Schon seit ihrer Entstehung in der Antike trifft die Demokratie immer wieder auf Kritik und zeitweilig sogar auf Feindschaft. Neben politischer Polemik gibt es auch begründete Kritik, die Probleme benennt, die mit der Demokratie zusammenhängen und von ihr erzeugt werden. Aber das Wissen um sie darf die Maßstäbe der Kritik nicht so weit verschieben, dass der Demokratie keine Chance gegeben wird. Nach wie vor gilt der Ausspruch des englischen Staatsmannes Winston Churchill vom 11. November 1947 bei einer Rede im Unterhaus: „Demokratie ist die schlechteste aller Regierungsformen - abgesehen von all den anderen Formen, die von Zeit zu Zeit ausprobiert worden sind.“ Oder, mit einem Demokratieforscher formuliert, „die zweitbeste Demokratie ist immer noch besser als die beste Nicht-Demokratie". Die Demokratie mag nur als das kleinere Übel angesehen werden, vereint aber andererseits so viele Vorteile auf sich, dass sie als die beste bekannte Herrschaftsform bezeichnet werden kann.

Einer dieser Vorteile ist ihre Lernfähigkeit, die sie in die Lage versetzt, auch große Herausforderungen zu bestehen, Probleme zu bewältigen und dabei ihre Nachteile so zu verarbeiten, dass sie gestärkt aus Krisen hervorgeht. […]

Auch für das so genannte Paradox der Demokratie wurde eine Lösung gefunden.
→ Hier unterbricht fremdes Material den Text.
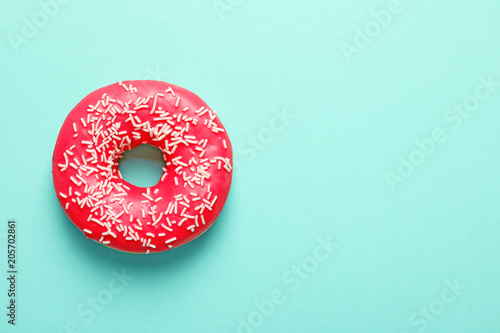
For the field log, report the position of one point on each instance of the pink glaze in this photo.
(194, 185)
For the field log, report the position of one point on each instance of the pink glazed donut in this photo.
(195, 181)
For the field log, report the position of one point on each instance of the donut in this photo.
(109, 210)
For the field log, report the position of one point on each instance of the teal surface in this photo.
(367, 186)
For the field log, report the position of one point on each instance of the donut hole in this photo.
(142, 166)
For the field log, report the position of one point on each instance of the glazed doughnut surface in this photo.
(195, 180)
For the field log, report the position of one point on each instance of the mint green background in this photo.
(322, 175)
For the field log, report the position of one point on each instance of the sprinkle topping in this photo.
(117, 214)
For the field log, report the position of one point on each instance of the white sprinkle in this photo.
(170, 240)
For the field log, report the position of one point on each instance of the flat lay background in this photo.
(366, 186)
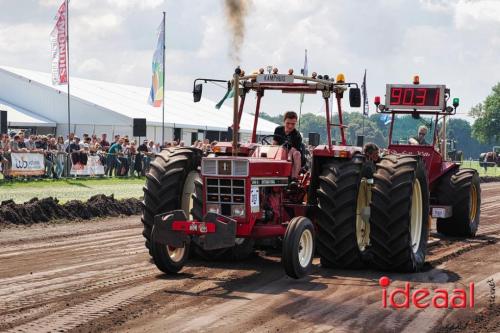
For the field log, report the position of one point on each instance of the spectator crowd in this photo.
(122, 157)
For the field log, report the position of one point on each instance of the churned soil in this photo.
(48, 209)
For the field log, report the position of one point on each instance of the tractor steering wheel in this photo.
(265, 141)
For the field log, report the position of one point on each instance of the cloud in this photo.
(101, 23)
(91, 66)
(470, 14)
(142, 4)
(454, 42)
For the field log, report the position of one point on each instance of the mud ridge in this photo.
(49, 209)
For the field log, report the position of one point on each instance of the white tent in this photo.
(104, 107)
(19, 117)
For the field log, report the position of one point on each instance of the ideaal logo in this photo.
(423, 297)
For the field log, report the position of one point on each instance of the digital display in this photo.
(415, 97)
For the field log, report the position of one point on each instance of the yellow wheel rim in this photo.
(473, 203)
(416, 216)
(362, 215)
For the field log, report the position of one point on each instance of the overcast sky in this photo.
(452, 42)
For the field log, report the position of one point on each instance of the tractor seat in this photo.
(271, 152)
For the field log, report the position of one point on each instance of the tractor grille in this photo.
(226, 192)
(224, 167)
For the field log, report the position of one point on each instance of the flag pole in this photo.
(304, 73)
(163, 87)
(67, 68)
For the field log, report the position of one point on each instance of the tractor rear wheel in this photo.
(298, 247)
(399, 217)
(340, 229)
(243, 248)
(169, 185)
(461, 190)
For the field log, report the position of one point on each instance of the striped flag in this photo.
(366, 107)
(156, 93)
(58, 41)
(304, 72)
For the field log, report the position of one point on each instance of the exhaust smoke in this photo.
(236, 11)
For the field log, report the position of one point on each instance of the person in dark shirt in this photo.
(288, 135)
(372, 152)
(104, 142)
(420, 139)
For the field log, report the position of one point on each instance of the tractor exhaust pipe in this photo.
(236, 122)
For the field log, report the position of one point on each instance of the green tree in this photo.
(460, 130)
(486, 128)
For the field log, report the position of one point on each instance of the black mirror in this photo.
(314, 139)
(355, 97)
(197, 91)
(360, 140)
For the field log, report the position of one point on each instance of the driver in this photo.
(420, 139)
(287, 133)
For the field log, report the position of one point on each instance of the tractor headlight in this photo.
(238, 210)
(213, 208)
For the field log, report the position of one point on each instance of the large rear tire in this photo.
(337, 241)
(461, 190)
(169, 185)
(399, 218)
(298, 247)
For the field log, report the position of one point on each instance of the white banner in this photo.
(58, 46)
(92, 168)
(27, 164)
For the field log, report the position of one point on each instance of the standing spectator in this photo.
(43, 146)
(60, 156)
(30, 143)
(143, 154)
(157, 148)
(74, 149)
(112, 162)
(104, 142)
(69, 140)
(4, 153)
(18, 145)
(124, 158)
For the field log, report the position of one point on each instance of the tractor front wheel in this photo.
(298, 247)
(462, 191)
(168, 259)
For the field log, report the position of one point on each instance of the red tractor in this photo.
(223, 204)
(414, 182)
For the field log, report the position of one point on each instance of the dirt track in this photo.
(96, 276)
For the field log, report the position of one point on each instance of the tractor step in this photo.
(214, 232)
(440, 211)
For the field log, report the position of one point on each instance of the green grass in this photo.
(492, 171)
(71, 189)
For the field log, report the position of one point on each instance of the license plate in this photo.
(274, 78)
(439, 212)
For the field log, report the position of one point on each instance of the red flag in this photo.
(58, 42)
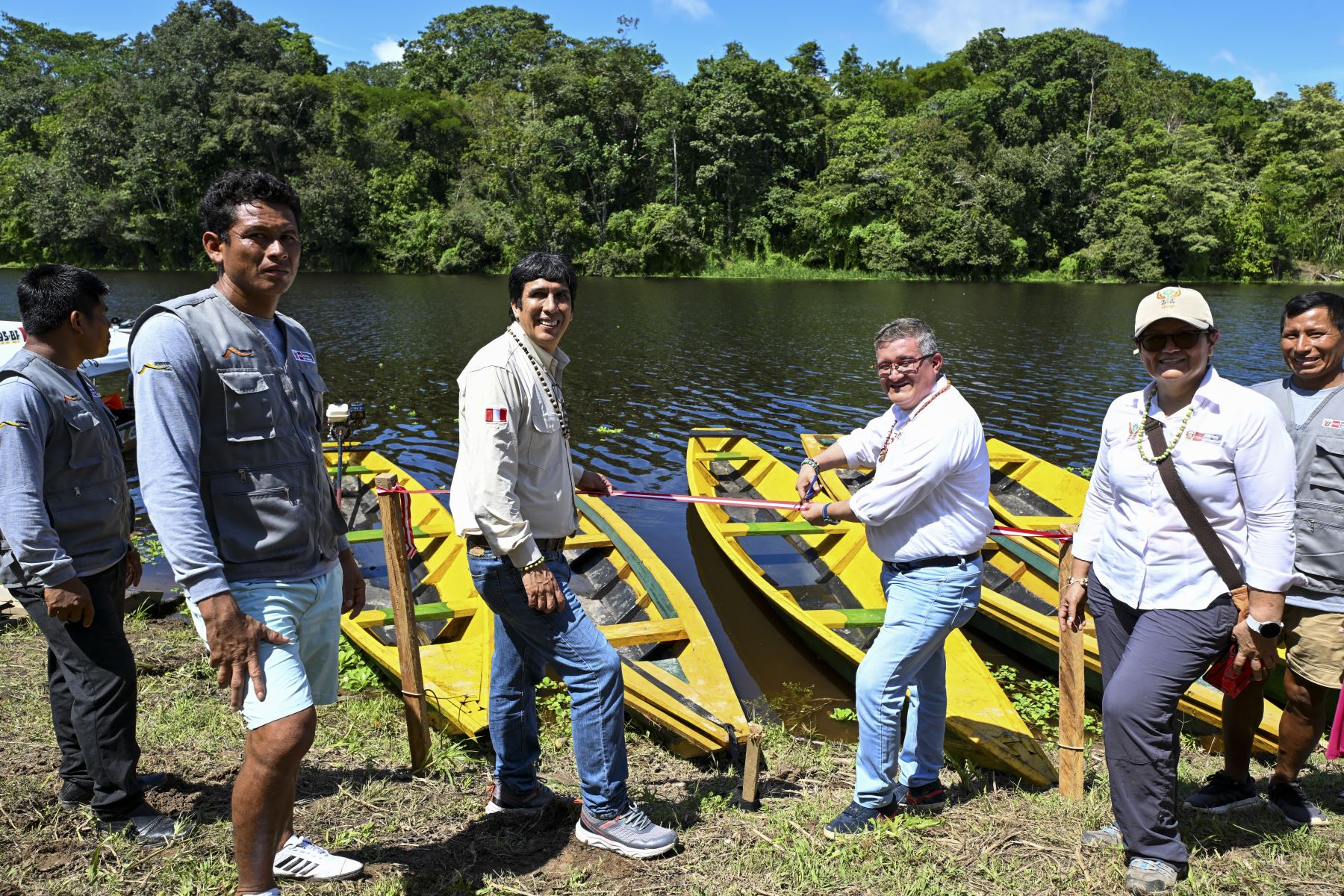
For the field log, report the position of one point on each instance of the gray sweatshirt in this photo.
(168, 453)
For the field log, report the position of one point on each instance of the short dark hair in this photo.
(234, 188)
(49, 293)
(541, 267)
(1307, 301)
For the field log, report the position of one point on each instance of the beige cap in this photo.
(1179, 302)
Wird sie als unbegrenzte Mehrheitsherrschaft verstanden, dann hätte diese Mehrheit auch die Möglichkeit, die Demokratie abzuschaffen. Heutige Demokratien errichten Hindernisse der Selbstpreisgabe. Zum einen stößt die schlichte Mehrheitsherrschaft an die Grenzen des Rechtes und der Verfassung, zum anderen versucht die Demokratie schon im Vorfeld, solchen Bestrebungen entgegenzutreten, die eine Abschaffung der Demokratie - sei es mit Gewalt oder auf parlamentarischem Wege - fordern.

Demokratien haben auch gelernt, mit grundlegenden gesellschaftlichen Problemen umzugehen. Sie können besser als nicht-demokratische Systeme zwischen Staat und Gesellschaft vermitteln. Durch Repräsentativität und Responsivität [Rückkopplung des politischen Handelns an die Interessen der von ihnen repräsentierten Menschen] ihrer Institutionen greifen sie Problemlagen aus der Gesellschaft auf und entschärfen sie, indem sie sie zu allgemein verbindlichen Entscheidungen verarbeiten. […]

Die Demokratie ist die einzige Herrschaftsform, die es den Bürgern erlaubt, Regierende zu sanktionieren, ohne das politische System selbst beseitigen zu müssen. Politische Führung kann ausgewechselt werden, weil es in der Demokratie nur Herrschaft auf Zeit gibt. […] Aus einer Minderheit kann eine Mehrheit werden. Transparenz ermöglicht Kontrolle und schützt vor Machtmissbrauch. Konflikte können bewältigt werden, ohne dass die Kontrahenten zu Mitteln der Gewalt greifen müssen. Und vor allem: Nur der Wille der Bürgerinnen und Bürger, artikuliert in Wahlen und Abstimmungen, begründet und legitimiert die Herstellung kollektiv verbindlicher Entscheidungen. Nur die Demokratie bietet den Menschen die Chance, sich umfassend an Willensbildung und Entscheidungsfindung zu beteiligen, ihre Angelegenheiten selbst in die Hand zu nehmen.
Aus: Hans Vorländer: Demokratie – die beste Herrschaftsform, in: Bundeszentrale für politische Bildung (Hrsg.): Demokratie. Informationen zur politischen Bildung, Bonn: bpb 2004.